Tests for One Sample

Sign Test

Tests whether the median equals a hypothesized value m₀.

Count observations above m₀ (successes) and below m₀. Under H₀, this follows Binomial(n, 0.5).

  • Very few assumptions (only continuity)
  • Less powerful than Wilcoxon signed-rank

Wilcoxon Signed-Rank Test

Tests whether the distribution is symmetric about m₀.

  1. Compute |xᵢ - m₀| for each observation.
  2. Rank the absolute differences.
  3. W⁺ = sum of ranks where xᵢ > m₀.
  4. W⁻ = sum of ranks where xᵢ < m₀.
  5. Test statistic: W = min(W⁺, W⁻).

Under H₀ (symmetric about m₀), E[W⁺] = n(n+1)/4.

More powerful than the sign test (uses magnitude information, not just direction).

Paired data: Apply to differences dᵢ = xᵢ - yᵢ. Nonparametric alternative to paired t-test.

Tests for Two Independent Samples

Mann-Whitney U Test (Wilcoxon Rank-Sum)

Tests whether two populations have the same distribution.

  1. Combine and rank all observations.
  2. U₁ = sum of ranks in sample 1 - n₁(n₁+1)/2.
  3. U = min(U₁, U₂).

Equivalent to testing P(X > Y) = 0.5.

Alternative to: Two-sample t-test (when normality is violated).
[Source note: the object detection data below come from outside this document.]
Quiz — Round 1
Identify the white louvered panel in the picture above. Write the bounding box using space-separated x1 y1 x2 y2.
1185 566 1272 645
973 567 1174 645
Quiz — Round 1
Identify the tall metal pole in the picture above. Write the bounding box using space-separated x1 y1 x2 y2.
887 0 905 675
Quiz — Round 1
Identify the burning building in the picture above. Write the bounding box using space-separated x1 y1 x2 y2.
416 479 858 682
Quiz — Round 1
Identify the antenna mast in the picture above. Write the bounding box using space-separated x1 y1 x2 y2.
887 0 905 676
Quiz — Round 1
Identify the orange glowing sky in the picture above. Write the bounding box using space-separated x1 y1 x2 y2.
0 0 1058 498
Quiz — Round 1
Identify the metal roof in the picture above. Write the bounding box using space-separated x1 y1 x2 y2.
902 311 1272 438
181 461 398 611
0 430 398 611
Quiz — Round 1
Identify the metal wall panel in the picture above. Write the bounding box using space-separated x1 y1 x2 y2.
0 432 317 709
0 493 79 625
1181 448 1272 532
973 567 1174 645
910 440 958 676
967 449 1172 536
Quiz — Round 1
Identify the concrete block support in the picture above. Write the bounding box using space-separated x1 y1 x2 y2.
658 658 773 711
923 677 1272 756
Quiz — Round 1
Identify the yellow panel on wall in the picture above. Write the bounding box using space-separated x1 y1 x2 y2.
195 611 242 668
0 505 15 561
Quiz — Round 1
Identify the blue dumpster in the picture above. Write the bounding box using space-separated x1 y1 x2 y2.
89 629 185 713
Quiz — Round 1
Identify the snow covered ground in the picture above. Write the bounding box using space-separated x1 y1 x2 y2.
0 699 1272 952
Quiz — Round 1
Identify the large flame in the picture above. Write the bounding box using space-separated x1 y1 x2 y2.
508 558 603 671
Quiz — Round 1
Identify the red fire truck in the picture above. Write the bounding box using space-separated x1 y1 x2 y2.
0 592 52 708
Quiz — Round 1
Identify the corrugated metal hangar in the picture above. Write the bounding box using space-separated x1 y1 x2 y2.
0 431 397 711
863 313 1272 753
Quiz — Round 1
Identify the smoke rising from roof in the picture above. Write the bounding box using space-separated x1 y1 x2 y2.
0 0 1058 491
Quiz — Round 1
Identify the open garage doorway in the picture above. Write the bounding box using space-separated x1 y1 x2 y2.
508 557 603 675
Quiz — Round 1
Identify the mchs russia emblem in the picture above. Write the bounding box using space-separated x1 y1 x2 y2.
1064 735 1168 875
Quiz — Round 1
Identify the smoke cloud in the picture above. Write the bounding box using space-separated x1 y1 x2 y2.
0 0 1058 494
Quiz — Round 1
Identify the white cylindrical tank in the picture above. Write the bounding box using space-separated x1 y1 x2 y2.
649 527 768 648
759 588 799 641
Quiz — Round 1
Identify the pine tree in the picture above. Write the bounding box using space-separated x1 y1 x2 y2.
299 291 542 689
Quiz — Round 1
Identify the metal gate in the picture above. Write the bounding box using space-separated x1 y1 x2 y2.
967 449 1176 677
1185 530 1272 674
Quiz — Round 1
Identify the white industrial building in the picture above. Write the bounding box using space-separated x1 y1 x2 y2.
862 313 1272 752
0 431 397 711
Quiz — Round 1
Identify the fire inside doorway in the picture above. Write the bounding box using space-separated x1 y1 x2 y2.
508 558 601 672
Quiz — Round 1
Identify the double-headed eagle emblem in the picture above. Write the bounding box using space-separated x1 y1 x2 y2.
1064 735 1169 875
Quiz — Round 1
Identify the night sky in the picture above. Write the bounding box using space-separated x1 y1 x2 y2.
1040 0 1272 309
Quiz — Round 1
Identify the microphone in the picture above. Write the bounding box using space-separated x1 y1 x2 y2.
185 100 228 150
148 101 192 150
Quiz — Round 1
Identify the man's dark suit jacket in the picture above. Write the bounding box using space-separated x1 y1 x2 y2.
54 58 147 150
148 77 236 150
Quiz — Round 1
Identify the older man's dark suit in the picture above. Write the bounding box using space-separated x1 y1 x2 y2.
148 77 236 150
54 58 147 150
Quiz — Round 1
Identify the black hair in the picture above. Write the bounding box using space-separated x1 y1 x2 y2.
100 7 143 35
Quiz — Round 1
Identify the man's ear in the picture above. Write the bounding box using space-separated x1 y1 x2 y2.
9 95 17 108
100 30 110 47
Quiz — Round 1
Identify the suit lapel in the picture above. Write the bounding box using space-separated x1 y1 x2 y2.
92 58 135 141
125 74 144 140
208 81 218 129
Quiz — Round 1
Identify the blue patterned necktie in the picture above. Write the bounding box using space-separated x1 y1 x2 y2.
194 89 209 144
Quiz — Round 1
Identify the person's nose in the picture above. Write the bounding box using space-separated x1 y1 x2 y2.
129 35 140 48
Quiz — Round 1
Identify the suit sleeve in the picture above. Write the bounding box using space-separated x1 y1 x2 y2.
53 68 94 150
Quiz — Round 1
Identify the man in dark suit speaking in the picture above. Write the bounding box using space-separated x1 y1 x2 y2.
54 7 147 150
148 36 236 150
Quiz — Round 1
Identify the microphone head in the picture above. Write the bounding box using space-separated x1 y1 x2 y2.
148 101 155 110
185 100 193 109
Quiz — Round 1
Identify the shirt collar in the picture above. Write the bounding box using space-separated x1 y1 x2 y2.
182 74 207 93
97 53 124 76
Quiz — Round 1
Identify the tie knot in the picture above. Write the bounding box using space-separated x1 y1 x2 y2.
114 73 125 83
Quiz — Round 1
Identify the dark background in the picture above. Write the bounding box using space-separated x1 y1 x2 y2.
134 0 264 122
For large samples, U is approximately normal: Z = (U - n₁n₂/2) / √(n₁n₂(n₁+n₂+1)/12).

Kolmogorov-Smirnov Two-Sample Test

Tests whether two samples come from the same continuous distribution.

D = max_x |F̂₁(x) - F̂₂(x)|

Maximum distance between the two empirical CDFs.

Sensitive to differences in location, scale, and shape.

Tests for Multiple Groups

Kruskal-Wallis Test

Nonparametric alternative to one-way ANOVA.

Rank all observations across groups:

H = (12/(N(N+1))) Σ nⱼR̄ⱼ² - 3(N+1)

where R̄ⱼ is the mean rank in group j.

Under H₀: H ~ χ²(k-1) approximately.

If significant, follow up with pairwise comparisons (Dunn's test with Bonferroni correction).

Friedman Test

Nonparametric alternative to repeated-measures ANOVA.

Rank within each block (subject), then compare rank sums across treatments.

Goodness-of-Fit Tests

Chi-Squared Goodness-of-Fit

Tests whether observed frequencies match expected frequencies.

χ² = Σ (Oᵢ - Eᵢ)² / Eᵢ

df = k - 1 - (number of estimated parameters).

Requires: expected frequencies ≥ 5 (merge categories if needed).

Kolmogorov-Smirnov One-Sample Test

Tests whether a sample comes from a specified continuous distribution.

D = max_x |F̂(x) - F₀(x)|

Maximum distance between empirical CDF and theoretical CDF.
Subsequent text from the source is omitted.